Il 3 Luglio 1853 fu eletto al soglio episcopale siracusano monsignor Angelo Robino. Il vescovo, originario di Salemi, l’ultimo prelato siracusano a godere direttamente dei proventi delle terre di Sinerchia, è ricordato dalla storiografia per aver arricchito, con notevoli spese, la cattedrale e il palazzo arcivescovile, in parte occupato da una guarnigione militare.
Il pastore siracusano, seppur come riportato dal Privitera (Storia di Siracusa antica e moderna, Napoli, 1878) ”Cospicua e bella persona, di cuore quanto pio altrettanto largo e generoso” non seppe sottrarsi dal nominare quale procuratore generale dei beni ecclesiastici della diocesi, il fratello Pietro che lo aveva seguito a Siracusa.
Monsignor Robino, innamoratosi della ridente campagna di Sinerchia amava trascorrervi lunghi periodi e ancora oggi la sua presenza è testimoniata da una piccola cappella in cui il fratello fece apporre il suo stemma episcopale.
La masseria, che non presenta caratteristiche architettoniche particolarmente ricercate, ha una pianta quadrangolare con un prospetto principale lungo 37 mt e lati di 25 mt.
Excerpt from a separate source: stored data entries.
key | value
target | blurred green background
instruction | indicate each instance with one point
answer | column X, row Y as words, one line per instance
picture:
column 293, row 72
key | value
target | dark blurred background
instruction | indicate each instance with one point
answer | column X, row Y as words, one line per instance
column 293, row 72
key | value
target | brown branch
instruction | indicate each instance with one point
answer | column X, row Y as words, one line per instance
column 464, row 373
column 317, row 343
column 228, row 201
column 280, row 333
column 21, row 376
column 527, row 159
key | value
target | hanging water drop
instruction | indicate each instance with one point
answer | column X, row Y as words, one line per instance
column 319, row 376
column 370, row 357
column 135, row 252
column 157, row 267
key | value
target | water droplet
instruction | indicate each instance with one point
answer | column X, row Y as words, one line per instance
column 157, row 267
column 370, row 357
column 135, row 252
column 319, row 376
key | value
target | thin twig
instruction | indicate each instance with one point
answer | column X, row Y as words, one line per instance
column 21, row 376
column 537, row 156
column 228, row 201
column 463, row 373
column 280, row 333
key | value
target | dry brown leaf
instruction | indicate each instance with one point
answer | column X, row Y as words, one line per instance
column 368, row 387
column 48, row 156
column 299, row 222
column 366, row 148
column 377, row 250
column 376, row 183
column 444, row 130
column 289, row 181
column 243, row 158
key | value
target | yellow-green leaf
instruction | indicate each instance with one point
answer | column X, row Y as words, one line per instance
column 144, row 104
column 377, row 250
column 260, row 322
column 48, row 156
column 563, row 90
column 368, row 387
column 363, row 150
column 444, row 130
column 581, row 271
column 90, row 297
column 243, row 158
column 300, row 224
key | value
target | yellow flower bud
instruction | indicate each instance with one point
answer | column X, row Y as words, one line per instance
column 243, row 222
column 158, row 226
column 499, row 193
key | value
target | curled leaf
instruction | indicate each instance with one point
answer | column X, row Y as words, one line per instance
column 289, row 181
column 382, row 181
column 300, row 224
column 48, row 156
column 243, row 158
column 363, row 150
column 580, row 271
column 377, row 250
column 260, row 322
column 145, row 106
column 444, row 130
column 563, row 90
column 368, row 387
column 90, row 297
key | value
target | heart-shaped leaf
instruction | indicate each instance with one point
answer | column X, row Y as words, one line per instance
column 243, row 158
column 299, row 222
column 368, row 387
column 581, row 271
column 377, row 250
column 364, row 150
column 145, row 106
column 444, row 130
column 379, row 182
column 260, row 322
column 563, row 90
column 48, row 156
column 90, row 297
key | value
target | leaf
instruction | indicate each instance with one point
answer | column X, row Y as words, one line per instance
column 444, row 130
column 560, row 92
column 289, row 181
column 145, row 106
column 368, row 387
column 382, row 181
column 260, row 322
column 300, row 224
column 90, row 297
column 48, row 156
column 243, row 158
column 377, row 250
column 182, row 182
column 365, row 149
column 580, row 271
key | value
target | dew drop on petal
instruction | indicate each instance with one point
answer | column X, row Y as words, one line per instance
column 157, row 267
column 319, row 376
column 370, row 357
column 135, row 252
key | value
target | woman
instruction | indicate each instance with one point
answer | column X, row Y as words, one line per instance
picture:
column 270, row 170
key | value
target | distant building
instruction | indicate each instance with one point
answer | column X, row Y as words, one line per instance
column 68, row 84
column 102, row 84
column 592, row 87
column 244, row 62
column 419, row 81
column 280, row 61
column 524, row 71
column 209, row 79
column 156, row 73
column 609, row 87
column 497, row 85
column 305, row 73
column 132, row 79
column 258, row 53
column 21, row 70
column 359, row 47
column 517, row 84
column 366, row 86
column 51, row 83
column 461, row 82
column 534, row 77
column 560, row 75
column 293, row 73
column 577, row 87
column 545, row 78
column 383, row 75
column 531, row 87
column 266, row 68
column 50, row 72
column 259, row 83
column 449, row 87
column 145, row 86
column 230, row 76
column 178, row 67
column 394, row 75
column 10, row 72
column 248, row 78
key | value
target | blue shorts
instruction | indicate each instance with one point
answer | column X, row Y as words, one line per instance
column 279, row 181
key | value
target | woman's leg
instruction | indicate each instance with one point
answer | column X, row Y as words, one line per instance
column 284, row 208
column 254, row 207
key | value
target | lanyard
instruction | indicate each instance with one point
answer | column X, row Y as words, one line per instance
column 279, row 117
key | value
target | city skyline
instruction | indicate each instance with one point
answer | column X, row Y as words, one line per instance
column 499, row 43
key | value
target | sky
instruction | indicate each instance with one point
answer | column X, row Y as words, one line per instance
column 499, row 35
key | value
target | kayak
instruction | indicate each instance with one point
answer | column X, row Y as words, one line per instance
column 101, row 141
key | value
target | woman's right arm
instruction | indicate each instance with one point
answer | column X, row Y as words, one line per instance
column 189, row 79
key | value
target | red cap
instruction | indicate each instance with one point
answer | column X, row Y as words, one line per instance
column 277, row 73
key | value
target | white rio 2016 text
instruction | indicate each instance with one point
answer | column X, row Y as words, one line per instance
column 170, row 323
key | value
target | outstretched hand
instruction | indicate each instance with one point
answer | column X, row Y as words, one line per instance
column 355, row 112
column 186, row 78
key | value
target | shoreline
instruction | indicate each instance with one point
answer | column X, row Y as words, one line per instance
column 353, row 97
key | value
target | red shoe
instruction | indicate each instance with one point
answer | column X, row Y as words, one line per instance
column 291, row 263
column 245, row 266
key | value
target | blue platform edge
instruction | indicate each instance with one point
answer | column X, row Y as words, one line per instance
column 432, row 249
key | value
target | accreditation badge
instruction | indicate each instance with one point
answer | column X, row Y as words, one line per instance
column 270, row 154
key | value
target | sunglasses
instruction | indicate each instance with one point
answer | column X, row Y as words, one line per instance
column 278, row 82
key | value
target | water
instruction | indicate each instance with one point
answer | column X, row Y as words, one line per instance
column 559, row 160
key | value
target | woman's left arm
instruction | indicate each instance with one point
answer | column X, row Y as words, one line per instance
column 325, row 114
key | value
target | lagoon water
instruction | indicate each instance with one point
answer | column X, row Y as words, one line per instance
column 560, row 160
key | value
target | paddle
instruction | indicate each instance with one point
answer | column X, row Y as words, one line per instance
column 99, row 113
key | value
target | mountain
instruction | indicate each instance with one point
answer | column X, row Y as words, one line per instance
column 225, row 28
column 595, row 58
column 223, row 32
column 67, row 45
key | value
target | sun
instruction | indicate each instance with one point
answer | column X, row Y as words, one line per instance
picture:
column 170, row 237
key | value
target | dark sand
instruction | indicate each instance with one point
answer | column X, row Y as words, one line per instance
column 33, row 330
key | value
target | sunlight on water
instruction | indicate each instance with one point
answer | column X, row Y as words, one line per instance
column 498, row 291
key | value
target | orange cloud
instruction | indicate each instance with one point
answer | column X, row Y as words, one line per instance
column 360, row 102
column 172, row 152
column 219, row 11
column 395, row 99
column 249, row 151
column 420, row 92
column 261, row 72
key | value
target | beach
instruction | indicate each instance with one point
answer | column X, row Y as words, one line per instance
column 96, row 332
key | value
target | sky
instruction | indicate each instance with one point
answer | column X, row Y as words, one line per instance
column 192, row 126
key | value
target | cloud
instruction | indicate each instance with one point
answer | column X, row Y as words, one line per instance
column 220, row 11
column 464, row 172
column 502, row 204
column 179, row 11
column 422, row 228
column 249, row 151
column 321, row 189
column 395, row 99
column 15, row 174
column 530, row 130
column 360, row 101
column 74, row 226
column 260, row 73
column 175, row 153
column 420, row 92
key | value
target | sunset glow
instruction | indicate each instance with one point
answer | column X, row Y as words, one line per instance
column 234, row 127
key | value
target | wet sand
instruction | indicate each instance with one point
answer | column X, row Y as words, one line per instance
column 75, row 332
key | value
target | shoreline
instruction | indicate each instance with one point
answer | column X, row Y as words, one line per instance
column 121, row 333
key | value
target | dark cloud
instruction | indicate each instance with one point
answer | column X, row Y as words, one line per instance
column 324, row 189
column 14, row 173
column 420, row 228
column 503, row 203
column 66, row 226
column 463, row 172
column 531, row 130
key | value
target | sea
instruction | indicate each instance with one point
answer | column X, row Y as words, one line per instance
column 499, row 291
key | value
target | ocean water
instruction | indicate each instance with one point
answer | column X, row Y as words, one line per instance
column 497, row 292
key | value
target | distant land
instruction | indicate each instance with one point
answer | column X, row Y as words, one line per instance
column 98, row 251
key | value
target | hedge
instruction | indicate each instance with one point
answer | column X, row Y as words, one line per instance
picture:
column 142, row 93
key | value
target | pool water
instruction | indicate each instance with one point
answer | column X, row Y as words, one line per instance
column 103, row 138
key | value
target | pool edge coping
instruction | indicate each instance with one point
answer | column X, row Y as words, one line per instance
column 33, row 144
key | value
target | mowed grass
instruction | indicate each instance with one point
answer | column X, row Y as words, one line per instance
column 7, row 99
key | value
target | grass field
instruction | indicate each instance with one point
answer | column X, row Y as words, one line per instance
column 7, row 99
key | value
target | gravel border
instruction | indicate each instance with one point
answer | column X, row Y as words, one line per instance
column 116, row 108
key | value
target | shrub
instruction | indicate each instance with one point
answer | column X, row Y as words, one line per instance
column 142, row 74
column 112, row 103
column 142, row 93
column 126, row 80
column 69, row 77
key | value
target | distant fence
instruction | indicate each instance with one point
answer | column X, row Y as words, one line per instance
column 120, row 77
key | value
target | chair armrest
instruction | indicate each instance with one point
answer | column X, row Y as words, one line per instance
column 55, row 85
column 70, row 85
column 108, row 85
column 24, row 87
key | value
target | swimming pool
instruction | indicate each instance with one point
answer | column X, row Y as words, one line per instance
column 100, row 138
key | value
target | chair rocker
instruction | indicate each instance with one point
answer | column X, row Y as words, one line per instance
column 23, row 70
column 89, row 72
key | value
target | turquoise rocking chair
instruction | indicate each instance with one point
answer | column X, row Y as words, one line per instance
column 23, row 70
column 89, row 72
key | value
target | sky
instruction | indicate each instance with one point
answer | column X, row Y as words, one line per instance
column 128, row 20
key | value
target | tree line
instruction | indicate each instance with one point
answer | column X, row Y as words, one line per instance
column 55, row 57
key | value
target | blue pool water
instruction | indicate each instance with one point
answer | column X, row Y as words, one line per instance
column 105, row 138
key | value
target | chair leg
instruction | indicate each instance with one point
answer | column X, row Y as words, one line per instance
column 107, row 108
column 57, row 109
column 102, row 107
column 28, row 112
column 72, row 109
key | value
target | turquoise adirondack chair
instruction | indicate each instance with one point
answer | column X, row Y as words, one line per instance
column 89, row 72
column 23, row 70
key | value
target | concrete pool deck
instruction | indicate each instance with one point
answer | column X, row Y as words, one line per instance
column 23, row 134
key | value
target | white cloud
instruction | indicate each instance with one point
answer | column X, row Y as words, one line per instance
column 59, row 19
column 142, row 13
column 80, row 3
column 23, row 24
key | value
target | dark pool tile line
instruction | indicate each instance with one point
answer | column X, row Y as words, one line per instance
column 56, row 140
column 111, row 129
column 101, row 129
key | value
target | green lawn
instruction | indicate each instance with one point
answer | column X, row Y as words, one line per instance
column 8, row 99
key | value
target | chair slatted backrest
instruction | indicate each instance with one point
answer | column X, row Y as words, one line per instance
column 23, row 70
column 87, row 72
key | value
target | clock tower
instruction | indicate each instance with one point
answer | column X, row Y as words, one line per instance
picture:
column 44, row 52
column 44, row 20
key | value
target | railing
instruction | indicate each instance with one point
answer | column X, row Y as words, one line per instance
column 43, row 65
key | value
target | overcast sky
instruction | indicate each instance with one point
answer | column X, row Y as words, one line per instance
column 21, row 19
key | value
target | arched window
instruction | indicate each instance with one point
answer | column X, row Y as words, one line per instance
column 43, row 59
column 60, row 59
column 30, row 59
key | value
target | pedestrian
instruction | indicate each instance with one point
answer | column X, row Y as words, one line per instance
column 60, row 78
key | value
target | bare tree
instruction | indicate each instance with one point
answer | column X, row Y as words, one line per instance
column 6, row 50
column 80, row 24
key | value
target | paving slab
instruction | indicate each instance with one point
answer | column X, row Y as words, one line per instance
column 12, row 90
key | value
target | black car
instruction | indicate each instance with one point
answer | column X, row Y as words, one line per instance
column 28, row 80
Nel piano terra si riversano attorno al cortile (baglio) vari magazzini, stalle e altri locali di servizio, hanno invece accesso esterno un grande frantoio e un palmento. Nel piano rialzato si trovano le abitazioni padronali e la cappella.
In virtù della carica ricoperta Pietro Robino fu per circa un decennio il principale conduttore del possedimento di Sinerchia, fino a divenirne proprietario dopo che, nel 1866, le leggi del novello Regno d’Italia decretarono l’alienazione forzata dei beni ecclesiastici.
Lo stesso anno che ne entrò formalmente in possesso Pietro Robino volle suggellare tale acquisizione facendo apporre a Sinerchia una lapide che riportava la seguente iscrizione:
In realtà quella di Pietro Robino non fu una vera nuova erezione, tutto al più un’ampia ristrutturazione, ma in ogni caso doveva essere importante per lui poter affermare che, da quel momento, la proprietà di Sinerchia si sarebbe trasferita tramite il suo asse ereditario.
Nonostante la morte del fratello vescovo, il 27 Agosto 1868, Pietro decise infatti di rimanere a Siracusa, dove continuò ad esercitare una certa influenza sulla scena politica ed economica locale, fino all’inizio del nuovo secolo.
La casa del vescovo, ancora oggi utilizzata come deposito di prodotti e macchine agricole, presenta alcuni vani alquanto degradati ma, nel complesso, è ancora possibile coglierne l’antico aspetto e prestigio.